No, it was not a silly question nor a desperate call for help.  It was a contribution to Hiro’s thread—is ‘chancho’ used everywhere, from Ecuador to Argentina? I introduced myself but no one welcomed me , but that’s OK—I have made several good friends and I have even met some of them here in Costa Rica and in France.


----------



## Sowka

Hello swift 

That's a great idea! Well, my very first post had to be deleted.  Forum rule 2.   But then I received a very friendly and welcoming PM from sokol, a moderator in the German forum then, and I was very careful to phrase my next post appropriately. And this is the result:


Sowka said:


> Hallo Duden,
> 
> ich kaufe auf dem Markt ein



*Very* concise, I'd say.  You can see that it is a reply to a question. I often find the questions asked by others so interesting and inspiring that I rarely ask my own questions.


----------



## behavebabyyeah

Oh dear! My first post in April 2011 (with a little spelling mistake ) : Français de coeur 


> "Bonjour à tous,
> je cherche à dire que quelqu'un est français 'de cœur'. Je ne pense pas  qu'on puisse utiliser 'heart' ('of heart', 'by heart', etc), je tourne  autour d'attachement, mais je ne trouve pas non plus. Il doit y avoir  une expression, mais je ne la connait pas. Quelqu'un peut-il m'aider ?                 "


The one that has marked me most, though, is this one - 
sprightly puffs of clouds > "une envolée de petits nuages", what a wonderful suggestion by Jasmine tea!


----------



## DearPrudence

I started participating asking a question about* 9 years ago* (10 Sept 2005) in the Fr-En forum!!  So I was really just a baby at the time! 
I remember that I had discovered the forums through the dictionaries (which looked like this at the time) and read threads before starting participating with a question, which looked like a better way than starting answering while nobody knew who I was.
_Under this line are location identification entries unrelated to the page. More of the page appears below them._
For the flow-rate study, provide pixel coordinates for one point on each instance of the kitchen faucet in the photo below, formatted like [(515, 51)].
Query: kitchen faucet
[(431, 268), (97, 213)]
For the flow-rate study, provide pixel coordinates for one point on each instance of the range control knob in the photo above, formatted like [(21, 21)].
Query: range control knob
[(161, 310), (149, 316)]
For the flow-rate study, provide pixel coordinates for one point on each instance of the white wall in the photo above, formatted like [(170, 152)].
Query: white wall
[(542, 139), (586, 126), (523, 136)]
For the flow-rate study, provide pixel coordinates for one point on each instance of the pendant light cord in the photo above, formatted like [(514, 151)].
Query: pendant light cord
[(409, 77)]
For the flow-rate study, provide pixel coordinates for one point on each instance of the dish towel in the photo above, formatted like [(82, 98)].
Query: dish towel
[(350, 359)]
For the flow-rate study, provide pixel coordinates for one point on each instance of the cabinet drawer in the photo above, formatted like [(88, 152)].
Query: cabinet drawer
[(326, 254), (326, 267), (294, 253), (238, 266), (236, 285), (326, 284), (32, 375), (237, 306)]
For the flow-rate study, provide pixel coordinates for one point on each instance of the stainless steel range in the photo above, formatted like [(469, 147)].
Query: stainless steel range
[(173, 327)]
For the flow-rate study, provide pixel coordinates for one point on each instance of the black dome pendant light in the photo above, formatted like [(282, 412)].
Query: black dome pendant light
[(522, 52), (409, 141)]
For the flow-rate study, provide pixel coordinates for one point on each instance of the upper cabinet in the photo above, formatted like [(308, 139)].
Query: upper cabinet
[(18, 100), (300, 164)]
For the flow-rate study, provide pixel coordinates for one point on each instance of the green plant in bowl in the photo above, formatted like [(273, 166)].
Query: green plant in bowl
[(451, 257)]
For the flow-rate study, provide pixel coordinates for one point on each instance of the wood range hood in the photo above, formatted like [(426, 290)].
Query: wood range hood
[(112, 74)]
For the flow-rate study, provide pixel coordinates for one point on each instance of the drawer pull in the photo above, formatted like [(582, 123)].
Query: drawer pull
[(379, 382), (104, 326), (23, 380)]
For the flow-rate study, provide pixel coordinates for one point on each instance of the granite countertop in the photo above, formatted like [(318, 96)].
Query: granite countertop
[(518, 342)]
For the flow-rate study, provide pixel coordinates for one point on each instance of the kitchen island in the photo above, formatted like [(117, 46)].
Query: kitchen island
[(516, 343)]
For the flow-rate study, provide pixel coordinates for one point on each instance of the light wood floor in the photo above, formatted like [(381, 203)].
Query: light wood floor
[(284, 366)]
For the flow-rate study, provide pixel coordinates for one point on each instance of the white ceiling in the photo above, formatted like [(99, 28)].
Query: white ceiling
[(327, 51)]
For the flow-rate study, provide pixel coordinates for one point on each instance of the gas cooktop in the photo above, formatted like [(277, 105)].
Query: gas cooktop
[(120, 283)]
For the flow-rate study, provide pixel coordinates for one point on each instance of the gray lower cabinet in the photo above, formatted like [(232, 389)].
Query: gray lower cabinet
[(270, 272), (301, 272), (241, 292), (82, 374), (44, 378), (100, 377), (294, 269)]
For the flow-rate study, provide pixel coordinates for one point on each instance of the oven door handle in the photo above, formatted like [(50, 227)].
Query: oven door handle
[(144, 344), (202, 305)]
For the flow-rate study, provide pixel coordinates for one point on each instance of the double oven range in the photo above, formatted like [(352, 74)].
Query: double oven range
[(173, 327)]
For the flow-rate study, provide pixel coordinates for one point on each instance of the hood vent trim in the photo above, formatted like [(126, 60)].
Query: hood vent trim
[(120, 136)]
Agnès, a moderator, greeted me and ever since, I've kind of wished I would also greet and help someone who would grow to become a moderator or a prominent figure here (but I don't think it happened unfortunately )
This was just before going to England for a year: I had written so in my location and met a forum member from London like this, who was to be the first in quite a long series of members I met


----------



## atcheque

Bonjour,

Add:
My very 1st post (thread deleted).


atcheque said:


> "il ne travaille souvent pas"   but "il ne travaille souvent "pas plus" de 2 heures"
> "il n'y a en aujourd'hui pas beaucoup"
> "il n'y en a dedans pas beaucoup"  but "il n'y en a dedans "pas beaucoup" qui travaillent"
> "il ne travaille actuellement pas"


My 2nd post, but 1st still active:


atcheque said:


> Hello
> " au fond du couloir, je vis une porte à gauche s'ouvrir et se refermer rapidement. "



My two 1st threads, in EHL:
Loss of noun declension: Eastern vs. Western Europe
mill, moulin, Mühle, mlýn, common root "mln" ?

And: Glad to be here


----------



## Pedro y La Torre

Apparently my first post was:



> Yes.
> 
> Pendant would mean during the 60's.



Profound indeed.


----------



## DearPrudence

atcheque said:


> Bonjour,
> 
> My two 1st threads, in EHL:
> mill, moulin, Mühle, mlýn, common root "mln" ?
> Loss of noun declension: Eastern vs. Western Europe
> 
> And: Glad to be here


I would have thought you had posted in FS first. Well, I didn't even know you had posted in EHL.



Pedro y La Torre said:


> Apparently my first post was:
> 
> 
> 
> Profound indeed.


As if you'd be there for years already!


----------



## lingpil

I'm too lazy to search my first post right now, but I was exactly what it was about: I explained the difference between "endlich" and "am Ende" in German to a French member, comparing them to "enfin" and "à la fin" in French. Few minutes later I received the first welcome greeting by Sowka.  That's how my presence here started.


----------



## Pedro y La Torre

DearPrudence said:


> I would have thought you had posted in FS first. Well, I didn't even know you had posted in EHL.
> 
> 
> As if you'd be there for years already!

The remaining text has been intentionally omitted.